Foreign Affairs Minister Julie Bishop says the doctor’s expertise is in high demand as the rescue mission rolls on, with the aid of 19 Australians.

“He has a diving support partner with him as well. The Australian doctor was in the cave – he was part of the medical assessment to determine that the boys were fit enough to dive and swim to freedom,” she said on Monday.

Dr Harris continues to play a key role in the ongoing international effort to get the remaining eight boys and their coach to safety.

Rescue divers and the boys must dive, swim and climb their way to safety along a pitch-black tunnel that at points is barely big enough to allow an adult to wriggle through.

Thai cave rescue Dr Richard Harris

Those who know Dr Harris say he has ‘unique skills’. Photo: Facebook

Dr Harris’ unique combination of skills meant he was perfect for the task, Bill Griggs, his former boss at the South Australian Ambulance Service’s MedSTAR emergency medical retrieval team, told the ABC.

“To do cave-diving, you have to be all about attention to detail and you have to be meticulous,” Dr Griggs told ABC Radio Adelaide.

David Strike has known Dr Harris for more than 10 years, and says his medical expertise and experience as a cave diver and retrieval expert is invaluable.

“Richard is just one member of a team of uniquely qualified and extraordinary people prepared to sacrifice their own comfort, safety and well-being for the benefit of others. It’s an over-used term, but all of those involved are true heroes,” he told Fairfax media.

Dr Harris has spent the past six years working for MedSTAR, an aeromedical retrieval service for the South Australian ambulance service.

His exploration and photography has gained him a following in the international cave diving community.

Dr Harris has extensive cave-diving experience spanning several decades, and has completed complex dives all over the world, including in China, Christmas Island and New Zealand.

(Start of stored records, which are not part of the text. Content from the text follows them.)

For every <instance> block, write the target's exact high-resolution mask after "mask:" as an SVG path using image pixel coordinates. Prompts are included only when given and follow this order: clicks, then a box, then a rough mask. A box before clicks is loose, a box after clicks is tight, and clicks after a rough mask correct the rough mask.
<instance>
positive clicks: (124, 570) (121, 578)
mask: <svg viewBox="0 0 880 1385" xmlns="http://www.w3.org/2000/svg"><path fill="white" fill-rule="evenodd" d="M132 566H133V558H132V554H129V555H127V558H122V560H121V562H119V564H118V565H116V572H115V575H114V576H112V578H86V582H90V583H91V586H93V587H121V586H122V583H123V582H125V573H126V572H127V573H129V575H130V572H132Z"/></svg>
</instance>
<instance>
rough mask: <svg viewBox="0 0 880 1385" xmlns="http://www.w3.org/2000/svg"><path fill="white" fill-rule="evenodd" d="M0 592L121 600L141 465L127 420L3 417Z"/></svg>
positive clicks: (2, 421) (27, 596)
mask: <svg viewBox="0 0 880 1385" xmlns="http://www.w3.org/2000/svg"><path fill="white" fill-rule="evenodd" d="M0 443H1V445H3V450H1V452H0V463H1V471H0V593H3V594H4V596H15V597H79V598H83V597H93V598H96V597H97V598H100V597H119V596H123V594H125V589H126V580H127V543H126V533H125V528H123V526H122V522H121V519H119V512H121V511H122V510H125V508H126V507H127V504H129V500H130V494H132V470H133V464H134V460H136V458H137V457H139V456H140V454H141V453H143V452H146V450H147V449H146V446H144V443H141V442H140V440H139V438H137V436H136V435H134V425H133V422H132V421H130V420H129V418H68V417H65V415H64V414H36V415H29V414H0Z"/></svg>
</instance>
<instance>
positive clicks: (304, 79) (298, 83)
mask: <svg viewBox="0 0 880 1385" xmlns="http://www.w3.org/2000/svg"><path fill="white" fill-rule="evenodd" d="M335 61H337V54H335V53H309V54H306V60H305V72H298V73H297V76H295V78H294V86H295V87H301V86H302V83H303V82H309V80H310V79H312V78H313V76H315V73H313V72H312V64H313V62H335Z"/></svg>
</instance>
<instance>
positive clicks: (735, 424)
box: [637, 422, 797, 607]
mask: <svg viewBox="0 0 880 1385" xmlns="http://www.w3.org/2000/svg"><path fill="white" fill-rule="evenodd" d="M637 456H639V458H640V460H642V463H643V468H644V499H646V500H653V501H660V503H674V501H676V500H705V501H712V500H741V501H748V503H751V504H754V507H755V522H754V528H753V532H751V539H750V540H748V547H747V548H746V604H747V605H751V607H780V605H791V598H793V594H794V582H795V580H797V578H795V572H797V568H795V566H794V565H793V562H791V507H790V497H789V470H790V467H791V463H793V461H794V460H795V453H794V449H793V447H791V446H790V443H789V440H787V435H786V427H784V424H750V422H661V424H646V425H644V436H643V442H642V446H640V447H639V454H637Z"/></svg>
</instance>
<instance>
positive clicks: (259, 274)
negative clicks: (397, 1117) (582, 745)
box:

He is a leading expert in cave rescue expertise in Australia, and in 2011, had the difficult task of recovering the body of his friend, cave diver Agnes Milowka, after she ran out of air in Tank Cave at Millicent, near Mount Gambier.

After that operation, he spoke of seeing his friend’s body submerged in about 20 metres of water, half a kilometre from the mouth of the cave. She had run out of air after becoming separated from her dive buddy and could not find her way out.

“It looks like she has remained very calm right to the very last breath while she has been working to extricate herself,” Dr Harris told The Australian at the time.

Dr Harris took over as MedSTAR’s head of retrieval co-ordination when Dr Griggs left the position in 2016.

Dr Griggs, who was involved in the medical response to the Bali bombings, said it was Dr Harris’s “fairly unique” combination of medical knowledge and cave diving that led to him being asked to join the Thailand mission.

“He has done many things with the cave diving over many years and he is known to a very small group of people who have that very high level of expertise,” Dr Griggs said.